Poor people don't get student loans. Period. (yes, I know this is a falsehood, and I dare you to walk into any inner city neighborhood and ask a kid how you get to college.) Any suggestion of college within hearing range of an adult always yeilded the same results-
Me: "I'm smart, and I'm going to college!"
Adult: "Really? How do you plan on getting there?"
Like it's some far off country surrounded by man eating wildebeasts, not some achievable goal
Me: "Well..."
Adult: "Because let me tell you something, little missy, We don't go to college."
Me: "But"
Adult: "College is for people with money. Do you have money? Do you have the kind of money it takes? You think you can just get a loan? Like for a car? Well you Can't! Give it up kiddo, it ain't gonna happen. Ain't nobody in his right mind gonna give you any cash to go to college, no matter how smart you think you are. You ain't good enough, you got nothin' they want, and they ain't gonna invest in you."

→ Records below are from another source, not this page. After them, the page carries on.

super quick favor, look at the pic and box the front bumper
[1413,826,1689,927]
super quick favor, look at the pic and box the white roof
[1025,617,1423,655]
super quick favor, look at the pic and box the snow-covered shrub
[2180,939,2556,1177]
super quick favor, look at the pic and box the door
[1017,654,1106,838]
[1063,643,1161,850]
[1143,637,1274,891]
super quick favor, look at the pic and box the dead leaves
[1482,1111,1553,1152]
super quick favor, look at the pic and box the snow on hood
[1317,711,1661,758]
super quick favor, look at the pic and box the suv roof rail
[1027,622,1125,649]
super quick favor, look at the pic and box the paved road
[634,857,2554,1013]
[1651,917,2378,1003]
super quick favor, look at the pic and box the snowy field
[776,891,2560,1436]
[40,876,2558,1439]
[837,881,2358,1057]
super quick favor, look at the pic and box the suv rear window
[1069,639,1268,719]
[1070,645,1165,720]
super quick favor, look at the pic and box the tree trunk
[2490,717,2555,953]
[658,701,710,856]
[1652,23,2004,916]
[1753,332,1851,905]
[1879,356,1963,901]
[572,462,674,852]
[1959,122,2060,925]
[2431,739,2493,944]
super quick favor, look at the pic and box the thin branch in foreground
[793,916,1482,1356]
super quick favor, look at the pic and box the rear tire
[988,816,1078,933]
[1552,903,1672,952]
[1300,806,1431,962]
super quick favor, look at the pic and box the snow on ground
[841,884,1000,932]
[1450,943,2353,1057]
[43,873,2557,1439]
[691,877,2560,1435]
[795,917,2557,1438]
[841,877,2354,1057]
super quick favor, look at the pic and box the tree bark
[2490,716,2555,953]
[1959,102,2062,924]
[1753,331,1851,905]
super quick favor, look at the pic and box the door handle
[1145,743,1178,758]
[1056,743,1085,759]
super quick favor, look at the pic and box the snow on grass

If I was lucky, the adult in question had vented enough, and would shut up. If I was unlucky, they would keep going until I would finally cry. I hated crying in front of adults, especially because tears would usually bring a look of contrition to their face and they'd say, "Well, you might get a scholarship. But you're white, so don't count on it."

My mother never ranted at us that way. When we brought up college to her, she would sigh and say, "Well, we'll just have to work extra hard on getting you a scholarship. You can do it, you're both smart. God blessed you with a good head on your shoulders, it's up to you to use it."
Sometimes we'd have to hear about how she gave up her scholarship so she could get a job, and help put her brothers and sisters through school. Sometimes she'd talk about how when dad left, he took our college money. That one always gave me an empty pain in my chest.

Once upon a time, I had a dad and a house, and my own back yard where we grew vegetables. I was 5. We would get a dollar a week for the chores we did, and half would go into our college fund. We'd go to the bank and put 2 quarters every week into a book with a chipmunk on it, and mom would match it. We also put away half of any other money we received. This meant birthdays, Christmas, Easter and the kindness of strangers sent us to the bank to stash some cash for college.
In the 2 and a half years we lived there, we put away better than $700. When dad left, he emptied our college fund. I didn't know about it until I told mom to take some of my college money to pay the bills. That's when she told me we didn't have a penny for schooling, because our bastard father had taken it all. I felt like I had been kicked in the stomache. All that money... all that saving instead of buying toys or candy... gone? I didn't want to believe her. Gone??
What kind of person takes college money? What kind of person thinks it's ok to steal a child's hope for her future? I spent days wandering around feeling cheated, for once seeing the world as an ugly place where nothing is safe. It was just... gone. Poof! Sorry, start over. What the hell?

How do you resolve "your dad just couldn't handle the responsability" with "he took everything"? There is no resolution, you just have to suck it up and move on, which is what I did.

A few years later, when mom broached the idea of filing for divorce, my sister and I said in unison, "Good. It's about time."

We did both eventually go to college. I went for art, and J became a physician's assistant. (the kind of PA that requires residencies, not the thing you can earn at a tech school.) She got student loans and a scholarship, I paid out of pocket and took only the classes I wanted. I'm terribly proud of my sister.